Pau Rhichoe Conducting a Ceremony

It is with great sadness that I share the news of Pau Rhichoe's passing in March of 2012 . Beloved husband, father and grandfather and my cherished friend. He was a man of contrasts. While doing shamanic healing…he because so wrathful that, during one of his treatment sessions, a young granddaughter began crying as soon as he went into his trance state…and continued to cry until he exited that trance state at the end of the treatment. Once he had come back into himself…she ran up to him and hugged him and asked him where had he gone. Children were drawn to his gentle soul. Animals would come and eat out of his hand. Yet, because of how wrathful his treatments were…most people avoided coming to him for treatment. For me…I loved watching him work. Upon arriving at his home, he would greet me with a warm hug and immediately pull out the old churn to begin the process of making me a cup of butter tea. He called me his daughter. What an honor!

 

Pau Nyima

 

Pau Nyima Dhondup

Pau Nyima

It is with great sadness that I share the news that Pau Nyima passed away September 19, 2013. Today as I was sitting with Tashi, she shared that Pau Nyima always spoke about his and mine special connection. That during this past summer, when he was so ill, he asked each day if I was coming.

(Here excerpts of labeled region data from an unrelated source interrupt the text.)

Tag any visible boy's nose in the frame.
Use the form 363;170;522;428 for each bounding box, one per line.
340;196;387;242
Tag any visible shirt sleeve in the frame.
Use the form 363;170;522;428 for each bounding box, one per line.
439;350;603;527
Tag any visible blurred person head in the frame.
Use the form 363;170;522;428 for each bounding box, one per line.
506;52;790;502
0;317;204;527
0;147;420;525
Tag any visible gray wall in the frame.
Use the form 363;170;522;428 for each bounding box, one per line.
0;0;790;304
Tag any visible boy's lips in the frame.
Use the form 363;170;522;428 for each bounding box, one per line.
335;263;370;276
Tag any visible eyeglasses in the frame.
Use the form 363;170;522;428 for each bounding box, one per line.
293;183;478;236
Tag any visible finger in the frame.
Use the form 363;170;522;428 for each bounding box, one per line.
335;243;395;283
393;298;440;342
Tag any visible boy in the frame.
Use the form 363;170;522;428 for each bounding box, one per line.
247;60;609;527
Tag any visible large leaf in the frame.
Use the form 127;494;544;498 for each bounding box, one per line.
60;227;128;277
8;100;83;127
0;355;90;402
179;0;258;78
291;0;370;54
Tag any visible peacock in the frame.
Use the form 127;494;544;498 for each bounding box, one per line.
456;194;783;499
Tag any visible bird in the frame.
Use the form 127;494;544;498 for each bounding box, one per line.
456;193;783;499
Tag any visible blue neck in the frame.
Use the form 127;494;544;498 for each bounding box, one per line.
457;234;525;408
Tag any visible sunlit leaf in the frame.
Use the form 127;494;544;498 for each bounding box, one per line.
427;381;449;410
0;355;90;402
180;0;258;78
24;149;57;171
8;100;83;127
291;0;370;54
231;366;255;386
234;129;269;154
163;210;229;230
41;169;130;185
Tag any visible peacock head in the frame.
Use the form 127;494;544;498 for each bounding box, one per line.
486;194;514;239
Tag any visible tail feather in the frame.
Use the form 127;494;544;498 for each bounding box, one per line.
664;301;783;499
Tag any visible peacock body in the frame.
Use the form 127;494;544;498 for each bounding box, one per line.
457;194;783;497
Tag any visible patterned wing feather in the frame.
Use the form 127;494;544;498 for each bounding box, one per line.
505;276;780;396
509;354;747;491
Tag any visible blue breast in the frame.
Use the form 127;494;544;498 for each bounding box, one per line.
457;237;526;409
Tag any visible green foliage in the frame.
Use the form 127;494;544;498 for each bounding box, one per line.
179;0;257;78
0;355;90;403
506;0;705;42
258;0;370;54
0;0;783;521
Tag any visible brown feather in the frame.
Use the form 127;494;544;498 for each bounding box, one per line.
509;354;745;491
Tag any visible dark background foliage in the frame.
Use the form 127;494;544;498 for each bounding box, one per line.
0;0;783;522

That he wanted to be able to see me one more time. And so we did….getting to sit together one last time holding hands and smiling at each other. He looked good. I actually came a week earlier then usual…how thankful am I about that decision. Tomorrow I will make my way to the camp at 4 AM. Tashi has asked that I participate as a family member in the offering of a final kata (Tibetan greeting scarf) and flower malla to his body before it is taken from the house down to the cremation place at 5 AM. What an honor. And they want me to go with the body…something that they are not allowed to do…so I will. Pau Nyima looked at life with the eyes of a child filled with wonderment. He would become so animated when he told stories that his voice would rise and fall in pitch and he would trill his 'r's' and gesture with his arms. His laugh frequently became a giggle. He called me 'Sister'…using the English word. If others were with us, he would pretend to need them to translate. But if we were alone, he'd chat with me in English and Nepali…only to go mute when the translator came back into the room. He outfitted me with all that is needed to be a Tibetan shaman…although this tradition, they believe, can only be practiced by a male in their lineage who has had a calling at puberty. He asked me once if, when I was in the airplane, the sun was above me or below me…and was the sun above the clouds. When I said that yes, the sun was above the clouds, he slapped his leg and shouted 'I knew it..that is how shadows are made!' And when I said that even when in an airplane that was high above the clouds…still the sun was much higher, he again, slapped his leg in glee and shouted 'I knew it'. He lamented that when the people of the camp were sick, they loved him…but when they were healthy they shunned him as if he was a pariah. Folks in the camp are already wondering what they will do when they become ill…now that the last Tibetan shaman has passed. All I know is that I have lost a treasured friend.